De La Rue said that, as a result, adjusted operating profit was likely to be in the range of £36m-£40m, similar to the prior year. Market expectations had been £45m-£47m.

However, De La Rue said the revised outlook “still demonstrates substantial year-on-year growth in our two core businesses”.

Following the announcement the group’s share price fell from 150p to 104p, a new 52-week low.
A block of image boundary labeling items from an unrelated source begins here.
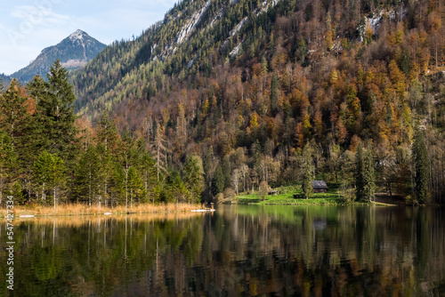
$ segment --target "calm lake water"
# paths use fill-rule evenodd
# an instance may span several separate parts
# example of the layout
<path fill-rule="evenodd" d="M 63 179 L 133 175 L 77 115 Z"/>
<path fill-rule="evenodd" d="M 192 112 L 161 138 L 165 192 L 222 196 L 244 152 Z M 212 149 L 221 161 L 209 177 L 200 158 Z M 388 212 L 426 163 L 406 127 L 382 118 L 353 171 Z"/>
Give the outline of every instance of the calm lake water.
<path fill-rule="evenodd" d="M 445 208 L 221 205 L 16 220 L 0 295 L 443 296 Z"/>

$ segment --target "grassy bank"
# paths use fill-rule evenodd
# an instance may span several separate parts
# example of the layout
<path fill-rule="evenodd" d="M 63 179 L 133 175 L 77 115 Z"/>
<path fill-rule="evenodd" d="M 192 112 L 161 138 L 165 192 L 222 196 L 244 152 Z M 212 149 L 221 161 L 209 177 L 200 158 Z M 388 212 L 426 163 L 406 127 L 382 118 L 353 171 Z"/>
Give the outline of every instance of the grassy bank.
<path fill-rule="evenodd" d="M 82 204 L 74 204 L 57 205 L 56 209 L 52 206 L 42 206 L 37 205 L 14 205 L 13 212 L 15 217 L 19 217 L 20 215 L 34 215 L 44 217 L 104 215 L 105 213 L 109 213 L 114 215 L 121 215 L 125 213 L 173 213 L 191 212 L 192 210 L 199 208 L 201 208 L 200 205 L 189 204 L 168 204 L 159 205 L 147 204 L 127 207 L 125 211 L 125 206 L 117 206 L 112 208 L 102 206 L 99 208 L 98 206 L 90 207 Z M 2 210 L 0 210 L 0 217 L 4 217 L 5 215 L 6 209 L 2 208 Z"/>
<path fill-rule="evenodd" d="M 239 205 L 336 205 L 344 204 L 338 191 L 338 184 L 329 184 L 327 193 L 314 193 L 309 199 L 303 198 L 303 191 L 300 185 L 286 186 L 274 189 L 277 195 L 267 195 L 264 199 L 258 195 L 242 194 L 232 200 L 233 204 Z M 294 195 L 301 198 L 294 199 Z"/>

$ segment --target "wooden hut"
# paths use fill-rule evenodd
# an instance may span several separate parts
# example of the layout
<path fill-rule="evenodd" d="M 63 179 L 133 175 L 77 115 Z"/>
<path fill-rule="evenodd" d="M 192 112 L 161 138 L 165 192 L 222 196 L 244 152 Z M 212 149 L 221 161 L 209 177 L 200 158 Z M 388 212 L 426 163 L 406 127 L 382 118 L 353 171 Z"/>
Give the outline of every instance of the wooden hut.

It subsequently recovered slightly and was down 22.8% at 115.77p at the time of writing. (52-week high: 214.94p.)

De La Rue announced its radical three-year Turnaround Plan in February 2020, now says that the results will be delayed by approximately 12 months because of the global impacts, which it also flagged as “incremental headwinds into financial year 2022-23, with the effect of slowing the company's adjusted operating profit growth profile”.  

CEO Clive Vacher commented: “Despite the macro challenges that are delaying aspects of the Turnaround Plan, De La Rue continues to increase adjusted operating profit in both divisions year on year, and the Plan anticipates this to continue going forward.  

“While this trading update is disappointing, it should be seen as a delay to reaching our Turnaround Plan objectives, rather than indicating that a change of direction is required.”

He said the group’s leadership has worked hard to mitigate many of the external effects, and cost reduction activities implemented since early 2020 were “having a significant impact in supporting our underlying performance while we navigate these external factors”. 

“The markets in which we operate, and our position in them, remain strong, and we continue to execute substantial investment for the future."